OneFrenchEgg · 28/01/2023 22:12

That is interesting - when I left school careers advice was awful (May just have been my school) and equated to 'what university are you going to apply to?' With no support for what you may do or if it was the right place.

OP posts:
Throwncrumbs · 28/01/2023 22:13

LindorDoubleChoc · 28/01/2023 19:23

Ah those wonderful public sector jobs that are so badly paid and yet come with such generous pensions.

Bitter?

ArseInTheCoOpWindow · 28/01/2023 22:17

I retired at 57 with ill health retirement.

However, even if l could return to work ( which l can’t due to my pension rules) l wouldn’t just to fuck off Rishi and CUNext Tuesday.
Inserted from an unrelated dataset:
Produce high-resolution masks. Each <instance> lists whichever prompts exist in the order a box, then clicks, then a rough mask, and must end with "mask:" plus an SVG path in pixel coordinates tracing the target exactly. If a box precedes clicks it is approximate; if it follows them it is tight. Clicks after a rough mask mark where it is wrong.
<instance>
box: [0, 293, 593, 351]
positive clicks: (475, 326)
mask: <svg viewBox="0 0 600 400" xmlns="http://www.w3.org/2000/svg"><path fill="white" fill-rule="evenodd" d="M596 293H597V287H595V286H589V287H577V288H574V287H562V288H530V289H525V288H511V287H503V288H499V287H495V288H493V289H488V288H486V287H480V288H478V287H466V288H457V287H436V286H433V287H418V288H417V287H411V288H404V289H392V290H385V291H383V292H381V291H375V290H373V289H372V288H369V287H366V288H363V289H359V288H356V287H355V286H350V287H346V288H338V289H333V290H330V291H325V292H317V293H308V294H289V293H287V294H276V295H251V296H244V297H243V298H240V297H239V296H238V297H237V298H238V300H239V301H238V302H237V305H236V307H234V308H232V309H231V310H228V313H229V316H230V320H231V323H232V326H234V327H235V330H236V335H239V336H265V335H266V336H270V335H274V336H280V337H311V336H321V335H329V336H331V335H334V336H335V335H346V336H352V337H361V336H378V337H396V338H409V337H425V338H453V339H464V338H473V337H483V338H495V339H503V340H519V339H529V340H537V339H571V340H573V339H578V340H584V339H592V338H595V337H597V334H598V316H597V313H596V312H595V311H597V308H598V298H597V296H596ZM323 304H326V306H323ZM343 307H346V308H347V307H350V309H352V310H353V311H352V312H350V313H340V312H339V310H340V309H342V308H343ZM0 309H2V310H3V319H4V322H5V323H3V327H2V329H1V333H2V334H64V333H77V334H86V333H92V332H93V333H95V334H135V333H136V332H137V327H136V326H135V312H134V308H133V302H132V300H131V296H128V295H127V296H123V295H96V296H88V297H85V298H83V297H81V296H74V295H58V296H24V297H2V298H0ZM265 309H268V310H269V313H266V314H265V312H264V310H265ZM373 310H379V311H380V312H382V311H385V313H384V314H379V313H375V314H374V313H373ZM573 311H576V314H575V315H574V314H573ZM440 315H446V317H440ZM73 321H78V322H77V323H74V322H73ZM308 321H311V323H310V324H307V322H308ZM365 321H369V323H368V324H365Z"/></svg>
Stress is the main reason the over 50’s cited for leaving work which has led to the shortage. Brexit is the other reason. The capacity to deal with work related stress is much harder in your 50’s than in your 30’s.

They need to sorg out shit working conditions.

Porkandbeans1 · 28/01/2023 22:21

I'm a bit younger than you OP but I don't know many people who feel completely comfortable with their pension pot. Most of our friends are struggling to get on the property ladder whilst paying high rents and cannot afford to increase their pension contributions. It's something that we all know if important but if you don't have the extra money then that's that.

What are you currently doing career wise and what are your future career plans?

MissWings · 28/01/2023 22:23

@Cuppasoupmonster

Same. I won’t be travelling in my 50s. In my 40s perhaps as my 3 will be in their 20s by that point. I may of course still travel in my 50s if I fancy it.

I did follow a similar path to my own mum in terms of how old we were when we had kids. She never stopped working though. She trained as a nurse when she left school and by the time she retired in her late 50s had climbed to Nurse Consultant on an NHS band 8. Bought her council house years ago in the midlands and the rest is history. She bought another property and also rents that one out.

Mortgage free, hefty pension and three adult children and teen grandkids. She’s 60 now and does moan about being bored but I can’t feel too sorry for her she’s currently in the Italian Alps. 🤦‍♀️ She did have a bit of a giggle about Rishis suggestion.

Nat6999 · 28/01/2023 22:33

I retired due to ill health 12 years ago age 45. Even if I hadn't finished then I would be finished now because the department of the Civil Service no longer has an office within 50 miles of where I live. I would have lived on my redundancy until I could draw my Civil Service pension when I was 55.

Nat6999 · 28/01/2023 22:36

It's time the free hours payments for preschool children were changed so grandparents could be paid for looking after grandchildren, the same for carers allowance, make it the same as carers in care homes get.